Si bien los procesos inconscientes que se encuentran subyacentes en el cambio pueden ser desconocidos para la ciencia (y pueden ocurrir en formas que yacen más allá de la habilidad de las ciencias para analizar minuciosamente), la conclusión inevitable es que no somos organismos que viven por instinto. Nacemos sin saber quiénes somos, aprendemos y, al hacerlo, comenzamos a tomar decisiones que determinarán nuestro carácter y nuestros valores. De hecho, un futuro exitoso depende del desarrollo de un carácter sensato. No obstante, esto sólo se puede lograr de manera individual.

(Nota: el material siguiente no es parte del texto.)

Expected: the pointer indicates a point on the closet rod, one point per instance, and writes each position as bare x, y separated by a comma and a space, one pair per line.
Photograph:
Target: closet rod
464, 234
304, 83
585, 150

La capacidad otorgada por Dios para cambiar nuestro carácter desde nuestro interior no es divisiva. Tampoco es una maldición. De hecho, es el regalo más grandioso de nuestro Creador. La Biblia se refiere a este tipo de cambio como arrepentimiento: admitir que estamos equivocados y elegir, con la ayuda de Dios, comportarnos de forma distinta. El apóstol Pablo escribió que es la bondad del Señor la que nos guía al arrepentimiento (Romanos 2:4).
Hace mucho tiempo Dios dio a la humanidad un conjunto de leyes que sirvieran como un sistema reglamentario frente al cual pudiéramos evaluar nuestras decisiones. Esas leyes fueron pensadas para internarse en toda mente humana (Deuteronomio 6:6-8), permitiéndonos ser personalmente responsables de nuestras acciones. Cada quien cosechará los resultados de las elecciones que tome. Como el profeta Ezequiel escribió: «El hijo no llevará el pecado del padre, ni el padre llevará el pecado del hijo; la justicia del justo será sobre él, y la impiedad del impío será sobre él» (Ezequiel 18:20).

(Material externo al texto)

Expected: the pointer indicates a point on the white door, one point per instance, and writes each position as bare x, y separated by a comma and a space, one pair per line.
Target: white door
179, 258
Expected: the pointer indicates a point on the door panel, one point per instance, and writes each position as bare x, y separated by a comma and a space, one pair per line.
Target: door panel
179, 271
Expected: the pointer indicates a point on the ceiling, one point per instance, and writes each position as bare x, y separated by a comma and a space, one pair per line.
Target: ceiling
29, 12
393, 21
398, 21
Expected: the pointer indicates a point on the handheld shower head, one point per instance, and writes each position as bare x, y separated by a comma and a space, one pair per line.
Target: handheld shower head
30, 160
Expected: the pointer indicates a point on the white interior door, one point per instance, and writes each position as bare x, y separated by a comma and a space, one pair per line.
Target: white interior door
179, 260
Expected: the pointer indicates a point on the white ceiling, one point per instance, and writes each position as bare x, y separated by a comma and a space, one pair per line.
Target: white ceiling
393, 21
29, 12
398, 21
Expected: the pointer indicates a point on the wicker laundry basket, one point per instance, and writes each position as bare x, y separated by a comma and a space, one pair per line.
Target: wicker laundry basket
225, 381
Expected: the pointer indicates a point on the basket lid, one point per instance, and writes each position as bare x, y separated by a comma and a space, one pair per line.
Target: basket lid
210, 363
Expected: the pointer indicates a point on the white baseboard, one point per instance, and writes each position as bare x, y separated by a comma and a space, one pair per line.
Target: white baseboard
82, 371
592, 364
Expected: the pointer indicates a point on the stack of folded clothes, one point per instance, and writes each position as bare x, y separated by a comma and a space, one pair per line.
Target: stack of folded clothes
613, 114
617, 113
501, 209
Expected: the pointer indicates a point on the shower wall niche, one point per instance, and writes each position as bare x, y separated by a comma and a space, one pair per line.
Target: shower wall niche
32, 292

Los escritores de la Biblia no eran neurocientíficos; de hecho, poseían un pequeño (sino es que un nulo) entendimiento fisiológico, pero transmitieron un poderoso mensaje referente a cómo se debía establecer el marco moral de la mente. Cuando nosotros, como individuos, comencemos a hacer uso de las normas de nuestro Creador al evaluar y ordenar los fundamentos de nuestro carácter, encontraremos una satisfacción que de otra manera es inevitable. El apego a esas normas resultará en la edificación y el mantenimiento de hogares mentales bien amueblados y armoniosos, cada uno individual y único, pero cada uno compatible y en paz con todos los demás.